# TIA V15 - DBs aus FC/FB heraus öffnen



## shaggy0815 (28 Mai 2021)

Hallo liebes Forum,

ich kämpfe gerade mal wieder mit meinem neuen Freund TIA.

Ich möchte nur aus einem FC/FB heraus DBs öffnen, dessen DB-Nr. erst zur Laufzeit bestimmt wird. 
Die Nummer der zu öffnenden DBs stehen in einer Integer Variable. In diesen DBs möchte ich dann die Status einzelner Variablen abfragen.

In Klassik würde ich ganz einfach Programmieren:

AUF DB[NummerDB] // In NummerDB steht die Nummer des zu öffnenden DBs
U DBX10.0
U DBX10.1
= Blablabla

Sowas muss doch auch irgendwie in TIA gehen, nur wie? Den AUF Befehl würde es da zwar auch noch geben, aber das geht doch sicher 
irgendwie viel schöner mit ein paar SCL Anweisungen.

Kann mich jemand bitte in die Richtige Richtung schicken? Wahrscheinlich geht's irgendwie mit DB_ANY und dann irgendwie ein Variant
draus machen? 

Beste Grüße


----------



## Ralle (28 Mai 2021)

Ich denke, das ist ein Fall für Peek und Poke und nicht optimierte Bausteine. (Suche danach in der Hilfe von TIA-Portal oder hier im Forum.)
Leider ist die 1500-er für derartige Zugriffe nicht mehr so gut aufgestellt, was bei mir dazu führte, meine Software grundsätzlich so umzustellen, dass ich so etwas nicht mehr benötige. (Geht übrigens allen alten S7-Classic-Freunden so.)
Umkopieren geht auch noch, aber das ist noch aufwendiger.


----------



## shaggy0815 (28 Mai 2021)

Hallo Ralle,

danke für dein Feedback. 

Leider ist es ja bei den 1500-er Steuerungen wohl so, dass die den mix nicht optimiert und optimiert nicht mögen.

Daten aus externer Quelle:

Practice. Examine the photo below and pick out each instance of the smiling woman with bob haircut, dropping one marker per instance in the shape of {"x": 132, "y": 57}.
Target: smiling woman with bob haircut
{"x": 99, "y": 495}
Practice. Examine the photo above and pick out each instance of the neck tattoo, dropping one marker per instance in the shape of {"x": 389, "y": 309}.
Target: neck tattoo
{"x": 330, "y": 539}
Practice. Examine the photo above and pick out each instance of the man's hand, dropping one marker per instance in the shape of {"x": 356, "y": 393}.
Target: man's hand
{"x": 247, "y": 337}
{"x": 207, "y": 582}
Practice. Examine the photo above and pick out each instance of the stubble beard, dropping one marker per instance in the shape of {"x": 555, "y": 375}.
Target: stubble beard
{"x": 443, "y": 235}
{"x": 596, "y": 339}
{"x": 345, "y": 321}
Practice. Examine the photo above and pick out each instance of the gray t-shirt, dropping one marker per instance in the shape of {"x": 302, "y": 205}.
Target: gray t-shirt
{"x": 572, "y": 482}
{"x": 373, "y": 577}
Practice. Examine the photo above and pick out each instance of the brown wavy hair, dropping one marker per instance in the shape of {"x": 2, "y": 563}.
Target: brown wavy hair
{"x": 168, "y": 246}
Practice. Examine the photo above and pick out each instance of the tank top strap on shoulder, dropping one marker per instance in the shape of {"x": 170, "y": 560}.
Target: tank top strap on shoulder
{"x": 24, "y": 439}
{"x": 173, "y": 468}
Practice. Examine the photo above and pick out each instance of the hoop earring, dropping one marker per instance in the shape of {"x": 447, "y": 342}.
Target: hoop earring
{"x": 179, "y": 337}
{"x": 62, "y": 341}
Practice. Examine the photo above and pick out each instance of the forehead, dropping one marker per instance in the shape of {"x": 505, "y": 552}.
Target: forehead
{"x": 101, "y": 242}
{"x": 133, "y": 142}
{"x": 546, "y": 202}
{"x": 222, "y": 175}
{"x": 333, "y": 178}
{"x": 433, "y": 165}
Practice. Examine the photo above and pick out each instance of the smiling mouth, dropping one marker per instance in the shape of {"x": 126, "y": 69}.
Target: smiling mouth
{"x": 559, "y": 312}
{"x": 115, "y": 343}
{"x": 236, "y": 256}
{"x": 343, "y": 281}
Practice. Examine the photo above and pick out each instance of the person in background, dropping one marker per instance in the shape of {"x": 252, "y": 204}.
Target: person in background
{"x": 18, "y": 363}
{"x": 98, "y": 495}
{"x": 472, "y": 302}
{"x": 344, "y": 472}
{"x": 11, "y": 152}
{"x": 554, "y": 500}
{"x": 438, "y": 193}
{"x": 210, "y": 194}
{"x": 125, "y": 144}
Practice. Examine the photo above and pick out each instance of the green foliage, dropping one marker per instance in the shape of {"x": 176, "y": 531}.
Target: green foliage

Da geht wohl die Zykluszeit unglaublich in die Höhe. Ich benötige auch jede Menge Graph Ketten und die gehen dann wieder nur mit optimierten Bausteinen...

Man man man, ich dachte mit TIA ist alles so toll einfach... Im Moment bemerke ich nur das ich alles was ich in Klassik mal eben schnell machen
konnte in TIA nicht auf Reihe bekomm...


----------



## Ralle (28 Mai 2021)

Deswegen macht es Sinn, die Software komplett umzustellen und verstärkt Array und Struct zu nutzen. Hier muß man alte Zöpfe abschneiden, ging uns allen so.
Also nicht 100 DB mit ein paar Daten, sonden einen DB mit 100 Array und Struct. (Vereinfacht ausgedrückt)


----------



## shaggy0815 (28 Mai 2021)

Hallo Ralle,

noch hätte ich wahrscheinlich die Möglichkeit dazu.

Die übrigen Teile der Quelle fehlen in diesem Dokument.